天光破曉時,陳稚魚自夜半醒來就沒再睡著,此刻收拾妥帖欲往東宮去。
人還未走,太師身邊的長隨回來了一趟傳話——少爺暫且無恙,令府中眾人安心待在府上,不要隨意走動。
尤其對著少夫人,多說了句。
“夫人讓奴才給少夫人帶句話,您懷著身孕不便奔波,就好生待在府中莫要走動。”
陳稚魚急了:“我尚且還好,大少爺他受了重傷,失蹤了那么久,為何不能讓我去看看?我便是見了他也不會太激動的,只要他人好好的回來了……”
長隨面露難色:“這……這是老爺和夫人的安排,小的也只是傳話。”說罷,抬眸看了眼站在一邊蹙眉的方夫人。
方夫人本想幫稚魚說兩句,可一看那長隨的眼神,話到口邊一轉,拉過陳稚魚的手,道:“此事你公爹和婆母都發話了,那咱就聽話。
你是懷著身子的人,不比尋常,昨日你突然倒下,本就動了胎氣,好在你年輕身子骨也好,沒有釀成大禍,他那邊既然無恙,你這里也不能有半點差池。”
最終,陳稚魚也沒能去得東宮,而這時候,陸菀臉上凝著寒意走進來,邊走邊說:“聽說昨日是木婉秋救了子摯,她怎么能救得了子摯?子摯被賊人擄走,她如何得了消息?”
方夫人攔都沒來得及攔,陸菀不知陳稚魚昨夜歇在慕青院,此刻見了她也是一怔,而聽了滿耳朵的陳稚魚忙的抬眼看過去,停頓了兩息,才說:“是她救了人?那她此時可在府上?
可能去見她問問清楚?”
陸菀沒想叫陳稚魚聽到這些,但已經出了口,沒了轉圜的余地,又見她尚且算得上平靜,便說:“她不在府上,她在東宮。”
陳稚魚眼里的光亮暗了暗,好半晌,才點著頭說:“如此……是如此。
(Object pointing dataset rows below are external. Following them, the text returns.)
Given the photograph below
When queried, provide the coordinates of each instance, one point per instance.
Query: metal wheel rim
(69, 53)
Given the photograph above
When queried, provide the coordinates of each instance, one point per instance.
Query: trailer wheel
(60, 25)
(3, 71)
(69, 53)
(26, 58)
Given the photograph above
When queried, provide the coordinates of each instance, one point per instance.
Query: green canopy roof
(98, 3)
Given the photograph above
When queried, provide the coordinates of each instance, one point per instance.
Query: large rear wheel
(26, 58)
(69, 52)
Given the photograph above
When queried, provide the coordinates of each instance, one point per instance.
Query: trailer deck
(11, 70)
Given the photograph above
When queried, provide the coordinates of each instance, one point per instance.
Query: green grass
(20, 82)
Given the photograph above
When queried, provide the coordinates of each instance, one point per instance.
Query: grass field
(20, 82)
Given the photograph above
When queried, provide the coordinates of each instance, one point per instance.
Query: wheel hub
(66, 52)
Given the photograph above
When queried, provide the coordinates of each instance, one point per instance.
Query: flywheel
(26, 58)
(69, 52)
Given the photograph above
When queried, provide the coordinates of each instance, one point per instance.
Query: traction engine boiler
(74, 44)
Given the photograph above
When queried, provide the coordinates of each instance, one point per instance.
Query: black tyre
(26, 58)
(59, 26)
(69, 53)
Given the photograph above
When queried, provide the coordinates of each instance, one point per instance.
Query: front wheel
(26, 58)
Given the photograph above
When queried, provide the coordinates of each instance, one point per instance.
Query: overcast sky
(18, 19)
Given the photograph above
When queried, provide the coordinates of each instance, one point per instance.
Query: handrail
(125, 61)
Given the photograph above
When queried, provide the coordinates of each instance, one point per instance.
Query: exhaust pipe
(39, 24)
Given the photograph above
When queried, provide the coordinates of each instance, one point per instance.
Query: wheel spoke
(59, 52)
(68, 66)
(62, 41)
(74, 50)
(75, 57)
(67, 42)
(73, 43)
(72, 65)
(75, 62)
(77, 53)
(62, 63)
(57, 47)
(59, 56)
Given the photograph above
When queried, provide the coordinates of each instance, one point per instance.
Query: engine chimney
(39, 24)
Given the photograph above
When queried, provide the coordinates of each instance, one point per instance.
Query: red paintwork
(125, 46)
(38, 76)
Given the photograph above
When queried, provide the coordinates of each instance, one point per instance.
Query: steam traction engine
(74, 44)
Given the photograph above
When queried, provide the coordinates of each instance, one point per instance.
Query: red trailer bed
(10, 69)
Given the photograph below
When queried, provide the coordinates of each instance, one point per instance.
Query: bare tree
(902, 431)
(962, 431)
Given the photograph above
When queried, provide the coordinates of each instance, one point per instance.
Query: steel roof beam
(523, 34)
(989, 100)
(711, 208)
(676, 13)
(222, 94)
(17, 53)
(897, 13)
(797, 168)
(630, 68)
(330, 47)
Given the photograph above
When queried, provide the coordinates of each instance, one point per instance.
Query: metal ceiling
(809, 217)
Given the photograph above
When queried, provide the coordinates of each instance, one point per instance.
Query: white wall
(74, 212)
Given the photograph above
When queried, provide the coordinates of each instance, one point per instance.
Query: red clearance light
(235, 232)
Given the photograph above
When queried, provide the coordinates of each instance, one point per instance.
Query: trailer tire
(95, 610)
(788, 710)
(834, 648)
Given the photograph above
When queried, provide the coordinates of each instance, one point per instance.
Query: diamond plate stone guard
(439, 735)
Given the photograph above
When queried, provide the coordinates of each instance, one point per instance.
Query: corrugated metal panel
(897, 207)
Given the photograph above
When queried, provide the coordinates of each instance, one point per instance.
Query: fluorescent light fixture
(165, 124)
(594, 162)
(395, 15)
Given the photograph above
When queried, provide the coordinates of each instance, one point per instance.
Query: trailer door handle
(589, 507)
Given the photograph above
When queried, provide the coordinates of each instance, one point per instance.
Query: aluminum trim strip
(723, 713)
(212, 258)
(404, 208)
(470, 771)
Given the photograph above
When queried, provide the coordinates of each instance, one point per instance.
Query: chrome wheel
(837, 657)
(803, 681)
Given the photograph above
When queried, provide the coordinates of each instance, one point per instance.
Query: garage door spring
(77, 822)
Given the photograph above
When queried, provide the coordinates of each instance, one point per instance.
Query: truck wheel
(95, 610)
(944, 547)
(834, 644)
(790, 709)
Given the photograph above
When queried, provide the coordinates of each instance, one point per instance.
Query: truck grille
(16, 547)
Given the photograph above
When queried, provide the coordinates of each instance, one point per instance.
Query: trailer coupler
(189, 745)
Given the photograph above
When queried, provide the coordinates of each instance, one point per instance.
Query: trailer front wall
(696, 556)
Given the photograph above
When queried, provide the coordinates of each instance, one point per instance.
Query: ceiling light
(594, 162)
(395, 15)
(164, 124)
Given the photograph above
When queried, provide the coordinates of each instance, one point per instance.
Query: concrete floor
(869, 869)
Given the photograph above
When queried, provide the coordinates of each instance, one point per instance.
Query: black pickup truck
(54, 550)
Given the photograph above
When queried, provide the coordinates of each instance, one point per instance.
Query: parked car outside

”
看她這反應慢半拍的樣子,陸菀微微擰眉,說道:“這不是重點,重點是她一直住在陸家,從哪里得來的消息能知道子摯的位子,還能將人好端端的帶回來?”
方夫人拼命的給她使眼色,陸菀看到了,嘆了一聲屏住了呼吸。
陳稚魚腦子有些亂,但聽到陸菀的話,還是極快的梳理了思緒,說道:“陸家有別人的眼線,才能將消息傳到她手上,但她終究是把人帶回來了,即便是有目的……也得見了她問個清楚才能知曉。
見她尚且還有理智分析,方夫人暗松了口氣。